Outer product in tensorflow
Asked Answered
S

6

19

In tensorflow, there are nice functions for entrywise and matrix multiplication, but after looking through the docs, I cannot find any internal function for taking an outer product of two tensors, i.e., making a bigger tensor by all possible products of elements of smaller tensors (like numpy.outer):

v_{i,j} = x_i*h_j

or

M_{ij,kl} = A_{ij}*B_{kl}

Does tensorflow have such a function?

Scuba answered 22/11, 2015 at 17:47 Comment(0)
T
23

Yes, you can do this by taking advantage of the broadcast semantics of tensorflow. Size the first out to size 1xN of itself, and the second to size Mx1 of itself, and you'll get a broadcast to MxN of all of the results when you multiply them.

(You can play around with the same thing in numpy to see how it behaves in a simpler context, btw:

a = np.array([1, 2, 3, 4, 5]).reshape([5,1])
b = np.array([6, 7, 8, 9, 10]).reshape([1,5])
a*b

How exactly you do it in tensorflow depends a bit on which axes you want to use and what semantics you want for the resulting multiply, but the general idea applies.

Taphouse answered 22/11, 2015 at 18:8 Comment(2)
Also a[...,None]*b[None,...]Grossman
With Tensorflow 2, it would for example look like a = tf.expand_dims(a, axis=-1) b = tf.expand_dims(b, axis=-1) outer = tf.matmul(a, b, transpose_b=True)Ivonne
H
12

It is somewhat surprising that until recently there was no easy and "natural" way of doing an outer product between arbitrary tensors (also known as "tensor product") in tensorflow, especially given the name of the library...

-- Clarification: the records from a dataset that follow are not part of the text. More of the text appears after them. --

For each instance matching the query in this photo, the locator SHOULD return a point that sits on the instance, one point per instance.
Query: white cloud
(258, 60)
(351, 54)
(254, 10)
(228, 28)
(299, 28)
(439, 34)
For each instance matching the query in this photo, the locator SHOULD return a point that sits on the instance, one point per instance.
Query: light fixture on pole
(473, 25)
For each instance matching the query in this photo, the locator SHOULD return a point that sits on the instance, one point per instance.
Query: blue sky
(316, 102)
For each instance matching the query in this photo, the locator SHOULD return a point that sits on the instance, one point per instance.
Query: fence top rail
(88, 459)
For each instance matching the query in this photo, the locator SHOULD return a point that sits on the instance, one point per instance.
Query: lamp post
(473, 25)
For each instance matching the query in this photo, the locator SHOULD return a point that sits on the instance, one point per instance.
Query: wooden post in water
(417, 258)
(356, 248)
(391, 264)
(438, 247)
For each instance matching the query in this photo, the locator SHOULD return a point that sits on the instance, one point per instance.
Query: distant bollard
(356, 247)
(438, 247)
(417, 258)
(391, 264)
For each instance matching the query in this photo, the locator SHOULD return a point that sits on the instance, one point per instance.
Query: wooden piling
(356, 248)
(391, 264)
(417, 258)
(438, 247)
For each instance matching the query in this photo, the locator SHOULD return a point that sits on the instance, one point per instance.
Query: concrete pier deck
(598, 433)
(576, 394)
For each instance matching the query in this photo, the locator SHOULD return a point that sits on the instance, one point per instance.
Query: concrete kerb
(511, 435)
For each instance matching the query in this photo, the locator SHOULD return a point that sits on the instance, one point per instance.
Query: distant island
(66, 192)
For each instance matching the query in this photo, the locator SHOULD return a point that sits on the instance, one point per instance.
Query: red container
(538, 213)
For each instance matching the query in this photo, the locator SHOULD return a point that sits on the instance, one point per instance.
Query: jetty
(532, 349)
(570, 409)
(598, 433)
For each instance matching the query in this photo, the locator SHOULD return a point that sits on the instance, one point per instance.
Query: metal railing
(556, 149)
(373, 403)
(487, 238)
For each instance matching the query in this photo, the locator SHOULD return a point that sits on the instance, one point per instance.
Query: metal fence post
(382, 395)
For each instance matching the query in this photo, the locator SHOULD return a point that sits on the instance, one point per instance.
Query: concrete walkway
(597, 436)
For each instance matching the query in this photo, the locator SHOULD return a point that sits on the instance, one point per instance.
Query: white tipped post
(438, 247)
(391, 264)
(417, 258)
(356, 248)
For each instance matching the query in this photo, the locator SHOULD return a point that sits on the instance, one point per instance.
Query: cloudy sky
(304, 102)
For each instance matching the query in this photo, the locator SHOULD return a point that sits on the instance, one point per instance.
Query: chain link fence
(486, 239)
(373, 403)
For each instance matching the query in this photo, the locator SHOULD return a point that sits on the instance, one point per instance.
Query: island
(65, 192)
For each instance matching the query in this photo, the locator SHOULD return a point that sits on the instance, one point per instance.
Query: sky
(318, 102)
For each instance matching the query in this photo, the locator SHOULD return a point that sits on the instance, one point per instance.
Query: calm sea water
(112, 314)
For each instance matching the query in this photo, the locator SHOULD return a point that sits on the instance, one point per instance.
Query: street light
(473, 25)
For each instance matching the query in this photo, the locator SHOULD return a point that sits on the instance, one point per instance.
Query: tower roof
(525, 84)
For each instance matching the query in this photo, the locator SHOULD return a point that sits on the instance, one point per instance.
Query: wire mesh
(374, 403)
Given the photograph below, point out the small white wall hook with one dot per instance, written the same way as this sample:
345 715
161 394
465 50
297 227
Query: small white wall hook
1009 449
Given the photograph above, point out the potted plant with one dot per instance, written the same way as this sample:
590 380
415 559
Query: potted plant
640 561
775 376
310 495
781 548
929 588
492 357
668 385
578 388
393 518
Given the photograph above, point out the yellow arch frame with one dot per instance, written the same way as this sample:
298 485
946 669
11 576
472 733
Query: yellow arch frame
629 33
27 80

With tensorflow>=1.6 you can now finally get what you want with a simple:

M = tf.tensordot(A, B, axes=0)

In earlier versions of tensorflow, axes=0 raises a ValueError: 'axes' must be at least 1.. Somehow tf.tensordot() used to need at least one dimension to actually sum over. The easy way out is to simply add a "fake" dimension with tf.expand_dims().

On tensorflow<=1.5 you can thus get the same result as above by doing:

M = tf.tensordot(tf.expand_dims(A, 0), tf.expand_dims(B, 0), axes=[[0],[0]])

This adds a new index of dimension 1 in location 0 for both tensors and then lets tf.tensordot() sum over those indices.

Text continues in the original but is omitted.